4. L’obligation de quitter le territoire français prise à l’encontre de M. B a été édictée sur le fondement du 3° de l’article L. 611-1 du code de l’entrée et du séjour des étrangers et du droit d’asile. Il ressort des pièces du dossier que l’arrêté contesté du 7 août 2023 comporte la mention régulière des voies et délais de recours. Il est constant que le requérant avait fourni comme adresse aux services de la préfecture le 15, rue de la Cordière, appartement 22, à Saint Priest. Le pli contenant l’arrêté préfectoral lui a été expédié avec comme mention d’adresse : « M. B A, chez AP22AV, 15 rue de la Cordière, 69800 St-Priest », ce qui correspond à l’adresse indiquée et permet l’identification du destinataire. Le pli recommandé a été retourné aux services préfectoraux le 16 août 2023. Il ressort de l’attestation détaillée de suivi du pli, spécialement produite par les services postaux, que le pli a dû être retourné à l’expéditeur le 10 août 2023 faute que la boite aux lettres du destinataire soit identifiable. La seule photographie non datée d’une boite aux lettres adressée par le requérant au tribunal le 15 janvier 2024 n’est pas de nature à établir que les services postaux auraient commis une erreur de distribution plusieurs mois auparavant. Le courriel non authentifié et non circonstancié, contenant des fautes d’orthographe et une incohérence de police de caractère, produit devant la cour, n’est pas davantage de nature à l’établir. La notification doit ainsi être regardée comme ayant été régulièrement opérée le 10 août 2023, date de sa présentation infructueuse.

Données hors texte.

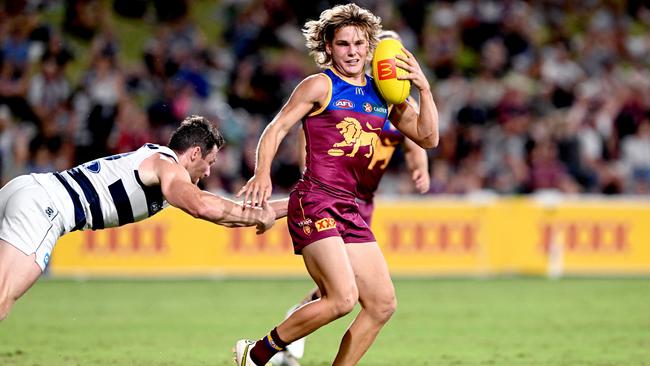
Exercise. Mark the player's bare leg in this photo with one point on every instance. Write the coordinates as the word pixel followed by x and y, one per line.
pixel 328 264
pixel 377 298
pixel 18 272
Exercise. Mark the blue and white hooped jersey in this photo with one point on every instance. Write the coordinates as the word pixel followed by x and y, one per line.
pixel 106 192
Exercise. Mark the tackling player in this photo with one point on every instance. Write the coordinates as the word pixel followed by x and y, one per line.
pixel 37 209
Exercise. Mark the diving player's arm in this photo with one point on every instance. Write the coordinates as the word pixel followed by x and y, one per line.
pixel 280 207
pixel 417 163
pixel 422 126
pixel 302 150
pixel 178 190
pixel 306 97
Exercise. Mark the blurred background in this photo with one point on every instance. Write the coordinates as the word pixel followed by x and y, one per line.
pixel 543 169
pixel 543 165
pixel 533 95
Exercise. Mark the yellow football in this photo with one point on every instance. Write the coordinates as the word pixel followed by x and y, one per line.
pixel 385 72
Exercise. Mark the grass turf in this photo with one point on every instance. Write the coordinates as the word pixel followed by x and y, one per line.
pixel 439 322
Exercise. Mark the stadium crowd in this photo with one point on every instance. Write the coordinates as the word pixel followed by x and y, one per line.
pixel 533 95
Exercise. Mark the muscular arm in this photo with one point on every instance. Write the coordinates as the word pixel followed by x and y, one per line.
pixel 420 126
pixel 179 191
pixel 418 164
pixel 309 94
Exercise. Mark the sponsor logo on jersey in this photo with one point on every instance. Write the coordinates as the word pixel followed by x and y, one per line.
pixel 325 224
pixel 305 225
pixel 307 230
pixel 386 69
pixel 344 104
pixel 305 222
pixel 380 109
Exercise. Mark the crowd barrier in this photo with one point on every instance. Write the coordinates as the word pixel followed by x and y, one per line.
pixel 440 237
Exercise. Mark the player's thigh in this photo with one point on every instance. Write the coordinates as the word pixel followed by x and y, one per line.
pixel 18 271
pixel 327 262
pixel 372 274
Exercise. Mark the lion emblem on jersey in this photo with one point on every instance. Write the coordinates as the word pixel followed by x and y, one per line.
pixel 383 152
pixel 355 136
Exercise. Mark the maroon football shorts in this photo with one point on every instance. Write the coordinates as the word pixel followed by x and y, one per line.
pixel 317 215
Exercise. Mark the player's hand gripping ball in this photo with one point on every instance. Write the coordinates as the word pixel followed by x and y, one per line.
pixel 385 72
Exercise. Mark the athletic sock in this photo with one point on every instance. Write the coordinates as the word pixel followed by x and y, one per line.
pixel 267 347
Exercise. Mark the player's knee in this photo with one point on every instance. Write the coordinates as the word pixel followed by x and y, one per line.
pixel 383 307
pixel 5 306
pixel 344 303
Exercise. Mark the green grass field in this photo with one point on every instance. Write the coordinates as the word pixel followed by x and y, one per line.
pixel 439 322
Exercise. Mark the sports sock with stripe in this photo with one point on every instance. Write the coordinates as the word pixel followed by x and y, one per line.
pixel 266 347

C’est dès lors à juste titre que le tribunal a jugé que la demande de première instance de M. B, enregistrée au greffe du tribunal administratif de Lyon le 3 novembre 2023, était tardive et, par suite, irrecevable.
5. Il résulte de ce qui précède que la requête de M. B est manifestement infondée. Dès lors, elle doit être rejetée, y compris en ses conclusions aux fins d’injonction et de mise à la charge de l’État des frais exposés et non compris dans les dépens.
ORDONNE :
Article 1er : La requête de M. B est rejetée.
Article 2 : La présente ordonnance sera notifiée à M. A B et au ministre de l’intérieur.
Copie en sera adressée à la préfète du Rhône.
Fait à Lyon, le 15 juillet 2025.
Le président assesseur de la 6ème chambre,
H. Stillmunkes
La République mande et ordonne au ministre d’Etat, ministre de l’intérieur en ce qui le concerne ou à tous commissaires de justice à ce requis en ce qui concerne les voies de droit commun contre les parties privées, de pourvoir à l’exécution de la présente décision.